TAN Tutorial 1

Preparing a TEI Corpus for the Text Alignment Network

Session 3

Alignment and Annotation

Objectives

  • Develop a TAN-A file for aligning and annotating the corpus of files.
  • Expose files to a network
  • Use files on the network
  • Understand how claims (annotations) work

Alignment

  • Alignment is challenging
  • Traditional methods are arbitrary, hard to edit, administer: @xml:id, XPath, URI
  • Different things need alignment: work, version, text section, phrase, word

TAN alignment mechanisms

Unit Mechanism
Work/version IRI
Scriptum IRI
Text divisions chained @ns = @ref, optionally with <adjustments>
Phrases class 1 <div> or TAN-A
Words, characters TAN-A-tok

Annotations

Annotations

  • A text about one or more texts
  • Has one or more anchors, of variable specificity

TEI annotation

  • Excellent for limited, clear, isolatable annotations
  • More complicated cases are challenging
    • Clusters of annotations
    • Credited annotations
    • Overlapping annotations
    • Complex annotations
  • Stand-off annotation helpful, but pointing mechanisms suffer the same challenge as alignment mechanisms

The TAN approach to annotation

  • Inline TEI annotations are fine
  • For complex cases:
    • Stand-off annotation in separate files
    • Point via reference system, word (token), character
  • Annotation = claim → claimant
  • Semantic orientation, human-friendly syntax

Class 2 Files

  • Always point to class-1 sources
  • Always start "TAN-A"
  • The A stands for alignment, annotation, or both

TAN Class 2

Name Description Sources Use
TAN-A Generic alignment, annotation zero or more various
TAN-A-lm Lexicomorphology one linguistics
TAN-A-tok Bitext alignment two translation studies

TAN-A

  • Points to zero or more sources
  • Minor non-intrusive adjustments
  • Sources can be grouped via <alias>
  • <body> can be empty
  • otherwise it has <claim>s

Caveats

  • Can be time-consuming to validate on long sources, many claims
  • Exportable to RDF only theoretically
  • Editorial tools at their infancy
  • Requires vocabulary awareness

Demonstration

Skeleton TAN-A
Prepared TAN-A

Exercise 1

Create a TAN-A file

Network

  • TAN is a network
  • No file is an island
  • Files "talk" to each other
  • Decentralized
  • Cross-project
  • The key to publishing, communication: <master-location>
  • Catalogues help in discovery

TAN linking elements

Name Core?
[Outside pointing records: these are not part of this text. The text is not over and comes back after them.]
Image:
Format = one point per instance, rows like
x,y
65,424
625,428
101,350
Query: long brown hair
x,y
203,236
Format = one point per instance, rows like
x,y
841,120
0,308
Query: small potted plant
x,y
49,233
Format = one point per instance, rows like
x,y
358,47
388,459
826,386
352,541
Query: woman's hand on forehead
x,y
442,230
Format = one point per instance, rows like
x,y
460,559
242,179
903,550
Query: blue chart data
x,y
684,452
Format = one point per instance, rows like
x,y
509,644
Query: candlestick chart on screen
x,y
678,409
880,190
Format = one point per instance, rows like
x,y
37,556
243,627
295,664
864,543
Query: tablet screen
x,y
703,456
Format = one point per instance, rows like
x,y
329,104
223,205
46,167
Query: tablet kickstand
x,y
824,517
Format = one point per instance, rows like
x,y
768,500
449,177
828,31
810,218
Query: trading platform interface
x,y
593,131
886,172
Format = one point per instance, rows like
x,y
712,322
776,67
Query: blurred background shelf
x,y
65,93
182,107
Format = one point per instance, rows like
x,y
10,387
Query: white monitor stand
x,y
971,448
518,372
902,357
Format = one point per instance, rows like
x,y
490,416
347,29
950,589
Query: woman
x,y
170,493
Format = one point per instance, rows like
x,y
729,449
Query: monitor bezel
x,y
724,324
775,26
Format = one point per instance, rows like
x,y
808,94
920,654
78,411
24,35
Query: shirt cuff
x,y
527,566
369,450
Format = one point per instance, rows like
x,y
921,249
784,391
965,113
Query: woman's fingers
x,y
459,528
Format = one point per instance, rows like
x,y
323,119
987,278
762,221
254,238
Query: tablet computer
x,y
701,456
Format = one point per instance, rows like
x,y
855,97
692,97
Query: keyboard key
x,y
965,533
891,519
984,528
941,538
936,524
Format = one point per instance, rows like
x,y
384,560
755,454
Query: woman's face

Class Description
<vocabulary> yes all Points to vocabulary essential for interpreting the file
<inclusion> yes all Points to files whose components may be incorporated wholesale into the current file
<predecessor> no all Points to a previous version of the file
<successor> no all Points to a new version of the file; implies that the current one is obsolete
<see-also> no all Points to any file
<redivision> no 1 Points to another class-1 file with an identical transcription, but in a different div structure
<model> no 1 Points to another class-1 file whose div structure exemplifies the one being used currently
<source> yes 2 Points to class-1 files
<morphology> yes 2 Used by TAN-A-lm to point to a TAN-mor file

Demonstration

Session 2 transcription
Transcription prepared for publication

Exercise 2

Prepare the network

TAN-A Claims

  • Always attributed to a claimant
  • Recursion ok (X claims that Y claims that Z...)
  • RDF model: reification, n-ary triples
  • Still experimental
  • <verb> is the heart of a claim
  • verb components can be customized, to require, disallow parts
  • claims can be negated, nuanced via @adverb

Demonstration

TAN-A without claims
Transcription prepared for publication

Exercise 3

Write claims

Caveats

  • <claim>s are an experimental technology
  • <verb>s are an experimental technology
  • Validation, utilities, applications may not perform as expected with experimental technology
  • No attempt has yet been made to export to RDF
  • Parts of works cannot yet be generally expressed via URI, except by private convention

Recap

What we've learned

  • Develop a TAN-A file for aligning and annotating the corpus of files.
  • Expose files to a network
  • Use files on the network
  • Understand how claims (annotations) work

General discussion

Finish, evaluate exercises